Even as a 15-year-old dishwasher, Anthony Zappola knew he wanted to be a chef, so when the salad station was short handed, he volunteered and landed some shifts at an Italian restaurant in Cleveland. He spent nine months in Florence taking classes at the Scuola di Arte "Cordon Bleu," a culinary school founded by graduates of the renowned Le Cordon Bleu in Paris. In 2000, Zappola began a year-long program at the Le Cordon Bleu outpost in London. Zappola returned to Cleveland and worked at a local restaurant, but during a weekend trip to Chicago, Zappola dined at NoMi and met chef de cuisine Sandro Gamba. Food & Wine magazine just named one of the Top 10 Best New Chefs of 2001, so when Gamba offered Zappola a job, he moved to Chicago to work as a garde manger and meat and fish cook. In September 2003, he headed to Alain Ducasse's newly opened New York restaurant Mix, then moved on to work with Damon Wise at Tom Colicchio's Craft New York and later Craft Dallas and Craft Los Angeles. Zappola later took a chef de cuisine position at The Royce Wood-Fired Steakhouse in early 2013 and then came back on board with Colicchio as his executive chef at Tom Colicchio's Heritage Steak at the Mirage. Here he shares three of his favorite places to dine when he's not working the wood-burning grills.

Which restaurants do you turn to when you're not working?
The Oyster Bar at Palace Station, Osaka Japanese Bistro on Sahara and Pho Kim Long.

What dishes are most memorable?
At the Oyster Bar, I always get the shrimp gumbo. It has a good amount of spice, is made with a dark roux and is really rich.

At Osaka Japanese Bistro, I usually get the Screaming "O" salad and large sashimi. The ginger dressing on the salad is spot-on and the fish is always fresh.

At Pho Kim Long I always order a large rare beef pho and crab rangoon.
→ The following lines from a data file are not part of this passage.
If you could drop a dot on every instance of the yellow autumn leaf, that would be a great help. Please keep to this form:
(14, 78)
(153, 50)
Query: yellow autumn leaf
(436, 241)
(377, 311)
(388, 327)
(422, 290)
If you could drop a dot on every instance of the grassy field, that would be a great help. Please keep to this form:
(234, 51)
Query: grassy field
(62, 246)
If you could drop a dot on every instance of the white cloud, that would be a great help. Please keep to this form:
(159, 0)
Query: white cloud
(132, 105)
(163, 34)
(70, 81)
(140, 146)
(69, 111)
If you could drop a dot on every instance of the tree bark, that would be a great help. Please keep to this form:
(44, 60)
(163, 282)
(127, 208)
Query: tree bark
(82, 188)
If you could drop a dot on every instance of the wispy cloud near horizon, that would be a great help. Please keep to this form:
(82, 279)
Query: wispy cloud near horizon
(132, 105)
Why do you enjoy going there?
The Oyster Bar at Palace Station is worth it any day of the week for me. I would wait in a line out the door for that place because of how great it is.

I usually go to Osaka Japanese Bistro because it is open late and they have good Japanese shochu. They also run specials.

I like to go to Pho Kim long because they are open late and I can go after work. They offer fast service and have some of the best pho I've ever had.